Message-ID: <54DB83F5.50104@cybernetics.com>
Date: Wed, 11 Feb 2015 11:31:49 -0500
From: Tony Battersby <tonyb@cybernetics.com>
User-Agent: Mozilla/5.0 (X11; Linux x86_64; rv:31.0) Gecko/20100101 Thunderbird/31.4.0
MIME-Version: 1.0
To: linux-scsi@vger.kernel.org,
        "James E.J. Bottomley" <JBottomley@parallels.com>,
        Christoph Hellwig <hch@infradead.org>, Jens Axboe <axboe@kernel.dk>,
        Douglas Gilbert <dgilbert@interlog.com>
CC: linux-kernel@vger.kernel.org
Subject: [PATCH] [SCSI] bsg: fix unkillable I/O wait deadlock with scsi-mq
Content-Type: text/plain; charset=utf-8
Content-Transfer-Encoding: 7bit
Sender: linux-kernel-owner@vger.kernel.org
Content-Length: 9350
Lines: 287

When using the write()/read() interface for submitting commands, the bsg
driver does not call blk_put_request() on a completed SCSI command until
userspace calls read() to get the command completion.  Since scsi-mq
uses a fixed number of preallocated requests, this makes it possible for
userspace to exhaust the entire preallocated supply of requests, leading
to deadlock with the user process stuck in a permanent unkillable I/O
wait in bsg_write() -> ... -> blk_get_request() -> ... -> bt_get(). 
Note that this deadlock can happen only if scsi-mq is enabled.  Prevent
the deadlock by calling blk_put_request() as soon as the SCSI command
completes instead of waiting for userspace to call read().

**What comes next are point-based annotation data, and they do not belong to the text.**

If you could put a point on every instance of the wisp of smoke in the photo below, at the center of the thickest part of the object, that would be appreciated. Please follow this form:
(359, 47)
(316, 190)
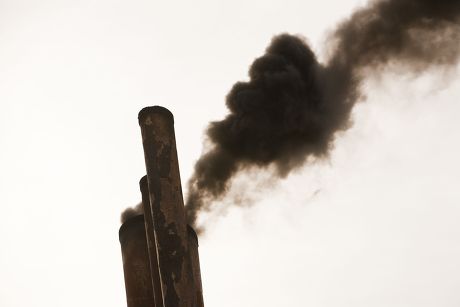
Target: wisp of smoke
(292, 106)
(132, 212)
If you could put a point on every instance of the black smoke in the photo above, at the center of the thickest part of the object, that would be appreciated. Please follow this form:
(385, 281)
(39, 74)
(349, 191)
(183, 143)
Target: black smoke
(292, 106)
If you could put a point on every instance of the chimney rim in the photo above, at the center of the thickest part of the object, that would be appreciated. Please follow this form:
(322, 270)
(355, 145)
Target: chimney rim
(152, 110)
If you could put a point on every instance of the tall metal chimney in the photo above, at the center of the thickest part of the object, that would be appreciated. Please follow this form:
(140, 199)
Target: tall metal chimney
(167, 207)
(151, 243)
(138, 280)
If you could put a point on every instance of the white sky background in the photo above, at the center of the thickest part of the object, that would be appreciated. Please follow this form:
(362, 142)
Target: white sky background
(377, 225)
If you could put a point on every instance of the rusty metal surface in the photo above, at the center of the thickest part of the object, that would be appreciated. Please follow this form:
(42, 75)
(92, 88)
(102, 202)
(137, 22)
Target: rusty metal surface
(151, 243)
(136, 267)
(167, 206)
(195, 264)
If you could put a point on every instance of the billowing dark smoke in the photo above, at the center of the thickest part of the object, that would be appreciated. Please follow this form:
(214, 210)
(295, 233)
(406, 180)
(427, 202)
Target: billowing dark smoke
(132, 212)
(292, 106)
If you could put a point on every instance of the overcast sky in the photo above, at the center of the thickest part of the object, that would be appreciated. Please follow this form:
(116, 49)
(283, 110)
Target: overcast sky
(375, 225)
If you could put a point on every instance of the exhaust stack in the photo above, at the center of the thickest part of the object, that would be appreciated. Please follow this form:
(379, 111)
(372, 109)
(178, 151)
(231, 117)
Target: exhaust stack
(167, 213)
(136, 265)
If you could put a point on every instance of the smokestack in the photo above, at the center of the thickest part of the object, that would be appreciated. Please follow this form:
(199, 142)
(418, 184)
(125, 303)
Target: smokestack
(138, 280)
(151, 243)
(167, 206)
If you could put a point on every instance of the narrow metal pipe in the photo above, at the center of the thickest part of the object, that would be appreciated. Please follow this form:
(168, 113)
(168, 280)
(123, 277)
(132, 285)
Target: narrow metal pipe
(151, 243)
(167, 205)
(136, 267)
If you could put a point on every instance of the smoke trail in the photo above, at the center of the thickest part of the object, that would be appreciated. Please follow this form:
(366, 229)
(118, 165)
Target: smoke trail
(292, 106)
(132, 212)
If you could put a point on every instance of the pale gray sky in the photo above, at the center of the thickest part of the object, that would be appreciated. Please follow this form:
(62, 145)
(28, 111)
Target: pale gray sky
(376, 225)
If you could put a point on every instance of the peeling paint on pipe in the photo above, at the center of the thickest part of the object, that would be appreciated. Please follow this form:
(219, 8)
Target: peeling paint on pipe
(151, 243)
(136, 267)
(167, 206)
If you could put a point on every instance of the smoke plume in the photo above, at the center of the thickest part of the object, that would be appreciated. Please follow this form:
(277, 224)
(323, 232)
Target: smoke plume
(292, 106)
(132, 212)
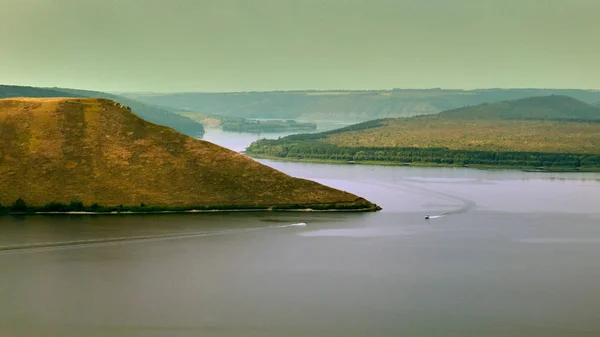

Cc: <stable@vger.kernel.org> # 3.17+
Signed-off-by: Tony Battersby <tonyb@cybernetics.com>
---

For inclusion in kernel 3.20.

Note: I did a number of tests with this patch, but I do not have any
programs to test commands with bidirectional data transfer.  I would
appreciate if someone could test that.

description of changes:
*) For ioctl(SG_IO), allocate a struct bsg_command on the stack instead
of allocating all the component fields on the stack.  This helps
simplify the code.
*) Split blk_complete_sgv4_hdr_rq() into two functions:
bsg_complete_command_rq() and bsg_complete_command_usercontext().
*) Call bsg_complete_command_rq() from the asynchronous bsg_rq_end_io()
or after a synchronous call to blk_execute_rq().
*) The important change to fix the deadlock is that bsg_rq_end_io() now
calls __blk_put_request().
*) Replace calls to blk_complete_sgv4_hdr_rq() with calls to
bsg_complete_command_usercontext().
*) Use bc->err to pass around negative error values.
*) If rq->errors < 0, do not use it to set
device_status/transport_status/driver_status.
*) Check the return value of blk_rq_unmap_user().
*) Remove bc->rq as it is no longer needed.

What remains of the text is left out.